Une douleur lombaire qui descend dans la jambe ne réagit pas toujours bien aux étirements classiques. Avec une hernie L4-L5 ou L5-S1, un mouvement peut soulager une personne et accentuer l’irradiation ou la faiblesse chez une autre.
La tolérance aux gestes et l’examen clinique priment sur une série d’exercices standard. Une faiblesse qui progresse ou une chute du pied justifient un avis médical rapide. Une anesthésie en selle ou des troubles urinaires nécessitent une évaluation médicale immédiate.
Résumé
- Le niveau visible à l’imagerie ne suffit pas à choisir un exercice : les symptômes et l’examen clinique comptent aussi.
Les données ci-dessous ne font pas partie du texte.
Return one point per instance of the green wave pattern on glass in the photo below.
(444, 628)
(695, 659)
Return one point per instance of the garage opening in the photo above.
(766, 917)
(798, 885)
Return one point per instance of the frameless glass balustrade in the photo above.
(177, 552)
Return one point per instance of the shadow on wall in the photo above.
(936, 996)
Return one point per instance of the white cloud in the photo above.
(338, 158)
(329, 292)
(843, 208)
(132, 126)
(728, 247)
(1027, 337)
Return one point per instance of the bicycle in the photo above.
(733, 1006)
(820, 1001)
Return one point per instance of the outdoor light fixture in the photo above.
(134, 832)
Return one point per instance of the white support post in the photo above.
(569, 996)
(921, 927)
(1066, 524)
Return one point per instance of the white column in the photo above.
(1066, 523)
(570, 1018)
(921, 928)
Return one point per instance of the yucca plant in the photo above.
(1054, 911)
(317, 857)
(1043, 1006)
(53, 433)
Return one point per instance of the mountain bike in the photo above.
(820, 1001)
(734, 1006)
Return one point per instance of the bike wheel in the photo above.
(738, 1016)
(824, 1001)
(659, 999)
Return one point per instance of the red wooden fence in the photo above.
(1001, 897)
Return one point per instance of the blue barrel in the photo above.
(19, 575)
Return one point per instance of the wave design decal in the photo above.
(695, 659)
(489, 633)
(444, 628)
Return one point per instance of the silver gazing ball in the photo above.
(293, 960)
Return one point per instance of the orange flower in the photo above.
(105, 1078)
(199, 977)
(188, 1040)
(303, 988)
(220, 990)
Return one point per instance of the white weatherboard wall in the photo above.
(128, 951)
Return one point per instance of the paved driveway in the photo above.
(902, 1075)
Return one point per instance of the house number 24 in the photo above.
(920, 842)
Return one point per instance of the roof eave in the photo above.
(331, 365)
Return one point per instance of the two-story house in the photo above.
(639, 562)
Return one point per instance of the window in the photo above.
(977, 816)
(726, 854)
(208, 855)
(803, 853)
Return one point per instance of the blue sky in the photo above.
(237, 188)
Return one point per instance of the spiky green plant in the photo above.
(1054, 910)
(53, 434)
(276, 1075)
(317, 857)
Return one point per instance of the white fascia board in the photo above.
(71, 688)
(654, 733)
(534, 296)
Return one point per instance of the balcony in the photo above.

- Un mouvement doit être arrêté s’il accentue l’irradiation, l’engourdissement ou la faiblesse.
- Les exercices forcés ou choisis sans tenir compte des symptômes peuvent aggraver l’inconfort.
- Un médecin ou un kinésithérapeute peut adapter les mouvements à l’évolution des symptômes.
Distinguer une hernie L4-L5 de L5-S1
La localisation d’une hernie peut influencer les symptômes, mais la douleur, la sensibilité et la faiblesse ne suivent pas toujours un schéma unique. Le niveau indiqué sur une imagerie ne suffit donc pas à choisir seul des étirements ; l’examen clinique reste déterminant.
Les recommandations de la HAS sur la lombalgie commune privilégient le maintien d’une activité physique adaptée. Cette recommandation ne remplace pas une évaluation individualisée en cas de hernie symptomatique ou de déficit neurologique.
Reconnaître les signes d’urgence
Certains symptômes imposent de suspendre les exercices. Le Manuel MSD décrit les troubles sensitifs et urinaires qui peuvent accompagner un syndrome de la queue de cheval.
Arrêtez et demandez un avis
- Une faiblesse motrice progressive ou une chute du pied justifient un avis médical rapide.
- Une perte de sensibilité en selle, une rétention ou une incontinence urinaire nécessitent une évaluation médicale immédiate.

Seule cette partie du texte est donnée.